Em entrevista à AESC, Kumar aborda esse tema, que também é retratado em seu livro “Colour Matters?” – um relato pessoal de experiências em diferentes partes do mundo (Asia, EUA e Europa), onde atuou como executiva de organizações globais. Segundo ela, a menos que, conscientemente, nos esforcemos e trabalhemos para transformar atitudes, os números em torno da diversidade nas posições de executivos seniores e do conselho não vão mudar.

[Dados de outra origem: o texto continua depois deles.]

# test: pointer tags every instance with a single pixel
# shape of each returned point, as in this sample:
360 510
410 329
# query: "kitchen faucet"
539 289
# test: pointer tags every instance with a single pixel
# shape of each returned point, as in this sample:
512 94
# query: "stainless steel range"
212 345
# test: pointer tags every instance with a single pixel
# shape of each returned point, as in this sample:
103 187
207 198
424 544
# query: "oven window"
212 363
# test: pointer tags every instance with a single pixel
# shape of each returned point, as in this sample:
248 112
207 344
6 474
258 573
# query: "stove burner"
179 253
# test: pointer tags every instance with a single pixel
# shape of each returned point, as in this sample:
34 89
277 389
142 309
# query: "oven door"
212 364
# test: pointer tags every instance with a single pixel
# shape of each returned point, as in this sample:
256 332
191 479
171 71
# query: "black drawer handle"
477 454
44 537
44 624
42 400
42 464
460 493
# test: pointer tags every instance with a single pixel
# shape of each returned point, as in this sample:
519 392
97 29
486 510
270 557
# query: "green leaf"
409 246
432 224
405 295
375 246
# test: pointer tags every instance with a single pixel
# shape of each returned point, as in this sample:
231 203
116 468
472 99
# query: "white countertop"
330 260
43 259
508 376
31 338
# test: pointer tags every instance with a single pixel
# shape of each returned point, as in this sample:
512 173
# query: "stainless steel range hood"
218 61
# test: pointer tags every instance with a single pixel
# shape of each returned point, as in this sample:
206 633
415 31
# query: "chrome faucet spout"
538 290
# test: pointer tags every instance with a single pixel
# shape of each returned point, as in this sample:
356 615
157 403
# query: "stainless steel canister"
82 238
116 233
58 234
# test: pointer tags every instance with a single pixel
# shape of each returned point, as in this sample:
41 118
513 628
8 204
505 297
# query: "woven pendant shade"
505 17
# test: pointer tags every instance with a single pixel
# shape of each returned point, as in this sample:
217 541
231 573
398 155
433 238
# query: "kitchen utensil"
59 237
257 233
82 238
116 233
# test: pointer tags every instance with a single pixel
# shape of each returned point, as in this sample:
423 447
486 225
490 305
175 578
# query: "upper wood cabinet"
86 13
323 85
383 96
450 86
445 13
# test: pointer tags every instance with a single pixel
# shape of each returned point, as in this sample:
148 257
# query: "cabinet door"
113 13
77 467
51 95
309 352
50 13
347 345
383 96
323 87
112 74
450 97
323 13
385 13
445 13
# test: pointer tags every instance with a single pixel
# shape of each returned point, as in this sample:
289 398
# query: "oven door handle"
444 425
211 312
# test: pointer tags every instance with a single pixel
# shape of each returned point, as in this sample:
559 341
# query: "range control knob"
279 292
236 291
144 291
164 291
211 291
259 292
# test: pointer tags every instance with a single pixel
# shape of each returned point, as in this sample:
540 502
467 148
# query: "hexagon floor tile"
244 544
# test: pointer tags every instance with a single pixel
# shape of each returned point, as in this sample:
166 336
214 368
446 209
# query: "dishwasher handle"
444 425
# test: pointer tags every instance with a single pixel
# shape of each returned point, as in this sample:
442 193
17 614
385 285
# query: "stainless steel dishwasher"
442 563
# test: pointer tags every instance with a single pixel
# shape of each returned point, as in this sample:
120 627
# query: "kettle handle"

“Líderes executivos e o RH devem começar por reconhecer que temos um problema. Mas é importante ressaltar que esse problema pode ser resolvido.” Por outro lado, muitas lideranças não vêm essa questão como algo suficientemente sério. Há uma conformidade, aceitação da causa ou cumprimento de metas, o que não é suficiente para gerar inclusão ou reter talentos da diversidade. Se a empresa contrata uma mulher negra, mas não é ofertado a ela a igualdade de oportunidades (chegar ao topo, por exemplo) não haverá a inclusão. Uma mudança profunda só vai ocorrer se houver mensagens fortes e exemplos do topo.

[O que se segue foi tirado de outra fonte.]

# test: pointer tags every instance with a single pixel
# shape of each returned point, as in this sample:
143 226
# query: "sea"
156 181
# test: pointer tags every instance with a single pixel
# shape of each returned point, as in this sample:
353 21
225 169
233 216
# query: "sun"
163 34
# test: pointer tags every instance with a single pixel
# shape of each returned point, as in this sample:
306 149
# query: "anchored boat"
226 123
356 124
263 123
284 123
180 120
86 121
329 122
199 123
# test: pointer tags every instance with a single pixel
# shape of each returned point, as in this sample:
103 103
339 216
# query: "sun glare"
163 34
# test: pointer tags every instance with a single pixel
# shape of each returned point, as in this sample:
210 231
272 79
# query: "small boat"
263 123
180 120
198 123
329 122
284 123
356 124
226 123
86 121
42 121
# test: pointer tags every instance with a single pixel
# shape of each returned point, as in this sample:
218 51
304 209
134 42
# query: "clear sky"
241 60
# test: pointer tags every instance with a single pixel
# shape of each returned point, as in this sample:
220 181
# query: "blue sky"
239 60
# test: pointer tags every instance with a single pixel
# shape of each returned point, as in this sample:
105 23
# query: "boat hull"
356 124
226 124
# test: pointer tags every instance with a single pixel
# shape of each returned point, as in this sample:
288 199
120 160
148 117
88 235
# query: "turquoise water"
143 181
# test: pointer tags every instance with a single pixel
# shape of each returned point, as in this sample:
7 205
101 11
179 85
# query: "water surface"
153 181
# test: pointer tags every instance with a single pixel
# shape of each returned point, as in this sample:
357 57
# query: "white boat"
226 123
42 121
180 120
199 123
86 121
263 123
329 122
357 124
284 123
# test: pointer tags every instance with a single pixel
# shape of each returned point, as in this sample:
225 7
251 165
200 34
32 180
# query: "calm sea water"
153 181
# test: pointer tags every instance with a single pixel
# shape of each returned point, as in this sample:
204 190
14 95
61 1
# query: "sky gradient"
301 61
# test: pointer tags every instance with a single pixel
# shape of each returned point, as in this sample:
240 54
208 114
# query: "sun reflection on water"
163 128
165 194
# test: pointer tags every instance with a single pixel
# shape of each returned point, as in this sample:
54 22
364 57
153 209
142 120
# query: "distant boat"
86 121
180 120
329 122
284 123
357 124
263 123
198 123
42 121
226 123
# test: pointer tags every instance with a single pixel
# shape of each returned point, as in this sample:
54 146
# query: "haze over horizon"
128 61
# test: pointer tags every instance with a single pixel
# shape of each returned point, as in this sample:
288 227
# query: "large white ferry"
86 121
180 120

Anuranjita Kumar relata que em muitas empresas é comum que talentos da diversidade desempenhem papéis periféricos ou permaneçam por anos a fio em cargos de nível júnior. “Compartilho isso abertamente, porque ouvi esse relato de várias pessoas que deixaram organizações onde a cultura simplesmente não as promoveu.”
“As decisões das minorias, por mais talentosas que sejam, serão guiadas pelo sucesso que consideram que terão nessa organização, o que em grande parte é motivado pela maneira como os principais líderes estão definindo o tom cultural da inclusão. E a probabilidade de uma cultura aberta e inclusiva quando existe uma equipe diversificada, é mais provável do que em uma equipe homogênea.”
Preconceito inconsciente: encará-los de frente nos permite lidar com eles
De acordo com Anuranjita Kumar, boa parte de nossas ações e reações está relacionada com o que aprendemos enquanto crianças, seja no convívio familiar, na escola, entre amigos etc. Ensinamentos que ajudaram a “moldar” nossa visão de mundo e inconsciente, enquanto adultos. “Uma maneira de lidar com isso é entender, também, os preconceitos que são formados nessa época da vida, falar deles, trazê-los para o primeiro plano. Poder vê-los, nos permite lidar com eles. Quebrar o viés do preconceito inconsciente é a maneira de torná-lo consciente. Uma vez consciente, você percebe o absurdo disso.”
“Uma mudança profunda só vai ocorrer se houver mensagens fortes e exemplos do topo.”
Nas organizações, esse assunto pode ser abordado e tratado em treinamentos, sessões, entre outras práticas. Ela ressalta que há, inclusive, muito esforço para desafiar profissionais e lideranças em termos de mentalidade. “Não tenho certeza se podemos mudar todas as mentalidades, mas podemos criar meios para que as pessoas se entendam melhor.”
Kumar indica duas práticas que as organizações podem desenvolver:
1-Definir o que “talento” significa e quais seus atributos, desafiando qualquer viés oculto;
2-Realizar processos de identificação e seleção dos talentos completamente independente de cor, gênero ou deficiências físicas.
Mais que nunca as lideranças precisam entender que a diversidade é um grande potencial de desenvolvimento, resultados e retornos financeiros para a empresa. “Existe um argumento de negócios tão grande para a diversidade, que impactará o valor para os acionistas. Quando olho para empresas ambiciosas e globais, olho para clientes diversos. Não ter uma força de trabalho diversificada, basicamente não faz sentido nos negócios. Para mim é um caso de negócio muito simples: se você não fizer isso, não poderá ir mais longe.”
Fonte: artigo com informações de entrevista realizada com Anuranjita Kumar para o portal AESC.